Closed vitalyuf closed 1 year ago
Hi there! I could not find embeddings usage in ner_dstc2.json nor in slotfill_dstc2.json. Intents config uses fasttext embeddings, but [gobot config)(https://github.com/deepmipt/DeepPavlov/blob/master/deeppavlov/configs/go_bot/gobot_dstc2.json) that references it does not.
If you do want to combine multiple configurations into one, you should replace component description that has config_path
parameter with pieline elements from the referenced configuration file, properly connecting inputs and outputs. Then, if you have multiple identical components, you can replace later uses with refs as described in documentation.
Sorry for siminformation. I built ner component based on ner_rus.json. It uses fasttext embedder and gobot_dstc2_best.json uses it too. And, yes, intents classifier uses.
The example in documentation shows a case when both elements are in the same pipeline. But, for example, embedder in gobot_dstc2_best.json is not a pipeline element, it is a parameter of go_bot element. And slotfiller is a go_bot parameter too.
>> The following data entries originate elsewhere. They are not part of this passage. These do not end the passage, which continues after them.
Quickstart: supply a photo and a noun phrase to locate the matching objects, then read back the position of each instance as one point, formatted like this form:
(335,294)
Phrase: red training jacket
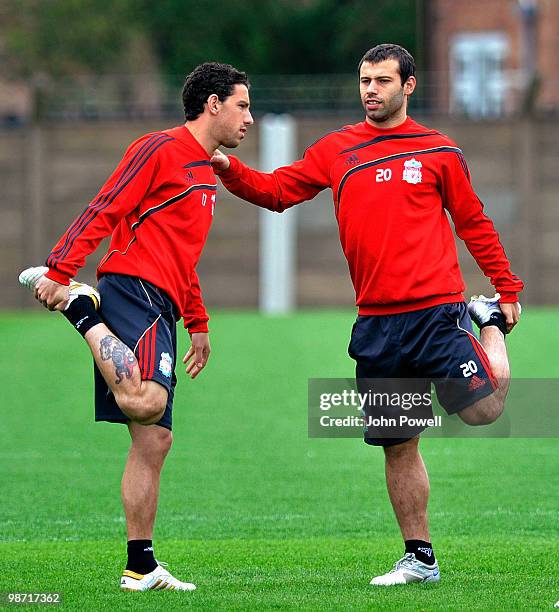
(158,205)
(391,189)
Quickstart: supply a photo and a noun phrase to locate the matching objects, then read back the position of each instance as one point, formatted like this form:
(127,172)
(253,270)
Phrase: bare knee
(403,450)
(153,442)
(483,412)
(147,406)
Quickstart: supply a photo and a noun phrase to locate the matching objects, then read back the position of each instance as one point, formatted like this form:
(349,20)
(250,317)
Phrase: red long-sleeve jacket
(392,189)
(158,205)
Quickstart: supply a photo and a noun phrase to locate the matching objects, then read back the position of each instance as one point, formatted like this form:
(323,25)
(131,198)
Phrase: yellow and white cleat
(29,278)
(158,580)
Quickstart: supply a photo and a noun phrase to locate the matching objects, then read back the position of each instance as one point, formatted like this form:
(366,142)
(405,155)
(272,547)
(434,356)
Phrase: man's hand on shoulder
(220,162)
(512,314)
(198,353)
(50,294)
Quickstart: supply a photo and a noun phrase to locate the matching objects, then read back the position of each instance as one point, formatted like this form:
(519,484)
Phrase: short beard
(390,109)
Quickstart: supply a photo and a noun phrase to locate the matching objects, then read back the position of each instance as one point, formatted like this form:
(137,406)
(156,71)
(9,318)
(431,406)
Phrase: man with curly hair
(158,207)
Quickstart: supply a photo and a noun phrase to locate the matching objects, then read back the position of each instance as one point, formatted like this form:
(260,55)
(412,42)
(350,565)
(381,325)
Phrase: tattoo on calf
(123,358)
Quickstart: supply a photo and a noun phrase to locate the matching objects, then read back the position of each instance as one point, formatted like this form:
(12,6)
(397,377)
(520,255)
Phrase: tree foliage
(61,37)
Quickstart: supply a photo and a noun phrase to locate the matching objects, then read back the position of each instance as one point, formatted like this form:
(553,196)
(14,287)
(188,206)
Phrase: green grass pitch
(258,515)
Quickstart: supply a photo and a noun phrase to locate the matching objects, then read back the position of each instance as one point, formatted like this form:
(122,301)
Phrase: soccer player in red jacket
(393,182)
(158,207)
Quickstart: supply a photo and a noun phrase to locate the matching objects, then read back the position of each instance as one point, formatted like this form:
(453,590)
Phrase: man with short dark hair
(393,181)
(158,207)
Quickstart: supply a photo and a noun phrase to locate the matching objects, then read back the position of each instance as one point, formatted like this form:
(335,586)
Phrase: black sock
(498,320)
(422,550)
(82,314)
(140,557)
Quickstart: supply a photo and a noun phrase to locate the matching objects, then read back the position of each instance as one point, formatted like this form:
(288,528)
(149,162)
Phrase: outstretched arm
(278,190)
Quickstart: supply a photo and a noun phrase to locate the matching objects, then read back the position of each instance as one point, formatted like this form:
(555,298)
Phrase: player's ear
(213,104)
(409,86)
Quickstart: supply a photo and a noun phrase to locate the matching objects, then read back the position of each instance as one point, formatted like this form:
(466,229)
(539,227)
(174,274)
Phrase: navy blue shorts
(144,318)
(433,344)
Let's consider an example:
{
"in": ["x"],
"in_y": ["y"],
"out": ["y_predicted"],
"main": true,
"class_name": "go_bot",
"load_path": "{MODELS_PATH}/my_gobot_rus/model",
"save_path": "{MODELS_PATH}/my_gobot_rus/model",
"debug": false,
"word_vocab": "#token_vocab",
"template_path": "{DOWNLOADS_PATH}/dstc2_v2_rus/dstc2-templates.txt",
"template_type": "DualTemplate",
"database": "#phone_database",
"api_call_action": "api_call",
"use_action_mask": false,
"network_parameters": {
"learning_rate": 0.002,
"end_learning_rate": 0.00002,
"decay_steps": 10,
"decay_power": 0.5,
"dropout_rate": 0.45,
"l2_reg_coef": 2e-3,
"hidden_size": 128,
"dense_size": 64,
"attention_mechanism": {
"type": "cs_bahdanau",
"hidden_size": 32,
"depth": 3,
"action_as_key": true,
"max_num_tokens": 100,
"projected_align": false
}
},
**"slot_filler": {
"config_path": "{CONFIGS_PATH}/ner/slotfill_dstc2_rus_colab.json"
},**
"intent_classifier": "{CONFIGS_PATH}/classifiers/intents_dstc2_big_rus.json",
**"embedder": {
"class_name": "fasttext",
"load_path": "{DOWNLOADS_PATH}/embeddings/lenta_lower_100.bin"
},**
"bow_embedder": null,
"tokenizer": {
"class_name": "stream_spacy_tokenizer",
"lowercase": false
},
"tracker": {
"class_name": "featurized_tracker",
"slot_names": ["surname", "name", "pos_confirm", "neg_confirm", "phone"]
}
}
Have I understood right that to include a slotfiller.json pipeline into a gobot_dstc2_best.json I should take a "pipe" component of file: {CONFIGS_PATH}/ner/slotfill_dstc2_rus_colab.json. And copy-paste the content of "pipe" it to config_path instead of "{CONFIGS_PATH}/ner/slotfill_dstc2_rus_colab.json"?
Hmmm. No, sorry, i don't think it will work like that. For now there is no way to use pipelines as a component constructor argument without using a config reference... I'll think about what we can do about it.
Hey! The separation of GO-bot units onto separate pipeline units is planned though is not implemented yet.
Hi! I have a gobot, based on dstc2 gobot example. gobot.json references to slofiller.json and slotfiller.json references to ner.json. There is a problem of embedders duplicating (one for ner and one for gobot needed) at runtime resulting in excessive memory usage. So I supposed, that it is possible to build one big.json, made of 3 above jsons. Is it possible? How to do it?